The cross-validation methods employ multivariate numerical search algorithms. For fixed local-constant/local-linear fits, and for local-polynomial fits with degree.select="manual", bandwidth search uses multidimensional Powell direction-set optimization.

Bandwidths can (and will) differ for each variable which is, of course, desirable.

Three classes of kernel estimators for the continuous data types are available: fixed, adaptive nearest-neighbor, and generalized nearest-neighbor. Adaptive nearest-neighbor bandwidths change with each sample realization in the set, x_i, when estimating the cumulative distribution at the point x. Generalized nearest-neighbor bandwidths change with the point at which the cumulative distribution is estimated, x. Fixed bandwidths are constant over the support of x.

npcdistbw may be invoked either with a formula-like symbolic description of variables on which bandwidth selection is to be performed or through a simpler interface whereby data is passed directly to the function via the xdat and ydat parameters. Use of these two interfaces is mutually exclusive.

Data contained in the data frame xdat may be a mix of continuous (default), unordered discrete (to be specified in the data frames using factor), and ordered discrete (to be specified in the data frames using ordered). Data contained in the data frame ydat may be a mix of continuous (default) and ordered discrete (to be specified in the data frames using ordered). Data can be entered in an arbitrary order and data types will be detected automatically by the routine (see npRmpi for details).

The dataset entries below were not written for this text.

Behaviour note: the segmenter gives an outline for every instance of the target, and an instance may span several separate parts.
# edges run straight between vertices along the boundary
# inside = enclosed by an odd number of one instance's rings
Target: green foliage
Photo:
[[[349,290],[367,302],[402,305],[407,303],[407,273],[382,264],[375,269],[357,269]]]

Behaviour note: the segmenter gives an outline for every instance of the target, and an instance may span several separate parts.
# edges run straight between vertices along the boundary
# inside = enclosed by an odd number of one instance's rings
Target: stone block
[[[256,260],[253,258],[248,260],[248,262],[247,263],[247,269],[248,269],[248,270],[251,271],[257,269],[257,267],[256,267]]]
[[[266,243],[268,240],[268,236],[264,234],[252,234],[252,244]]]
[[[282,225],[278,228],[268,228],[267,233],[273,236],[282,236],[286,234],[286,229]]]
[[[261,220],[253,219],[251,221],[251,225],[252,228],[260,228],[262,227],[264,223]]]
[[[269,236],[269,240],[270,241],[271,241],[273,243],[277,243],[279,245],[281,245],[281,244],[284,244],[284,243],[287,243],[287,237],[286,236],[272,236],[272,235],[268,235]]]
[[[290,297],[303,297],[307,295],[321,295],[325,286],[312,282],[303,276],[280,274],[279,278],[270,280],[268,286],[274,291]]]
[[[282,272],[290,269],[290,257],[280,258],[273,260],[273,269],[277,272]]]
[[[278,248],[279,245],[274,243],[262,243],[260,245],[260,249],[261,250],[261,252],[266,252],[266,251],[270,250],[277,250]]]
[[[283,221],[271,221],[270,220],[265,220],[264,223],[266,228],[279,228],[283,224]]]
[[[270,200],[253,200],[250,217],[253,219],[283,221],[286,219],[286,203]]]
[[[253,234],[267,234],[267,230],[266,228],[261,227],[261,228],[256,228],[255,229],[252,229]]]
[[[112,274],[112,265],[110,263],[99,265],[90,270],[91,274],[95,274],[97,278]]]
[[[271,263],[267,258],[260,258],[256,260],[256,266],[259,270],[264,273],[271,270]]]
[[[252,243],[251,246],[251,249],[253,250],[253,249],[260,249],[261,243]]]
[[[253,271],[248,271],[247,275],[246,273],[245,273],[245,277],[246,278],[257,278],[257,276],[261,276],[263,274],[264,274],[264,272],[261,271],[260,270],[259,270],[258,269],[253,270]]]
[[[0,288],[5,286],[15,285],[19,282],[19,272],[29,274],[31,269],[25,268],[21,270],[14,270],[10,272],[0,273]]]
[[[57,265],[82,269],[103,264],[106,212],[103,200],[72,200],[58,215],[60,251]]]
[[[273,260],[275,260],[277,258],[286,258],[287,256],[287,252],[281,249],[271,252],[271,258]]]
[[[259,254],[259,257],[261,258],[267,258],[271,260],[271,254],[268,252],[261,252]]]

When regtype="lp" and degree.select != "manual", npcdistbw can jointly determine the xdat-side local polynomial degree vector and the fixed bandwidth coordinates entering the conditional distribution criterion. With search.engine="cell", the criterion is profiled over the admissible degree grid using cached coordinate-wise or exhaustive search. With search.engine="nomad" or "nomad+powell", the criterion is optimized directly over the joint degree/bandwidth space using crs::snomadr(); "nomad+powell" then performs one Powell hot start from the NOMAD solution and keeps the better of the direct NOMAD and polished answers. This polynomial-adaptive joint-search route is motivated by Hall and Racine (2015) together with Li, Li, and Racine (under revision). When bernstein.basis is not explicitly supplied, the automatic search route defaults to bernstein.basis=TRUE for numerical stability.

Setting nomad=TRUE is a convenience preset for this automatic LP route, not a generic optimizer alias. For conditional distribution bandwidth selection it expands any missing values to the equivalent long-form call

    npcdistbw(...,
              regtype = "lp",
              search.engine = "nomad+powell",
              degree.select = "coordinate",
              bernstein.basis = TRUE,
              degree.min = 0L,
              degree.max = 10L,
              degree.verify = FALSE,
              bwtype = "fixed")

Compatible explicit tuning arguments are respected. Incompatible explicit settings fail fast so the shortcut never silently changes user-selected semantics.

Value

npcdistbw returns a condbandwidth object, with the following components:

xbw

bandwidth(s), scale factor(s) or nearest neighbours for the explanatory data, xdat

ybw

bandwidth(s), scale factor(s) or nearest neighbours for the dependent data, ydat

fval

objective function value at minimum

The functions predict, summary and plot support objects of type condbandwidth.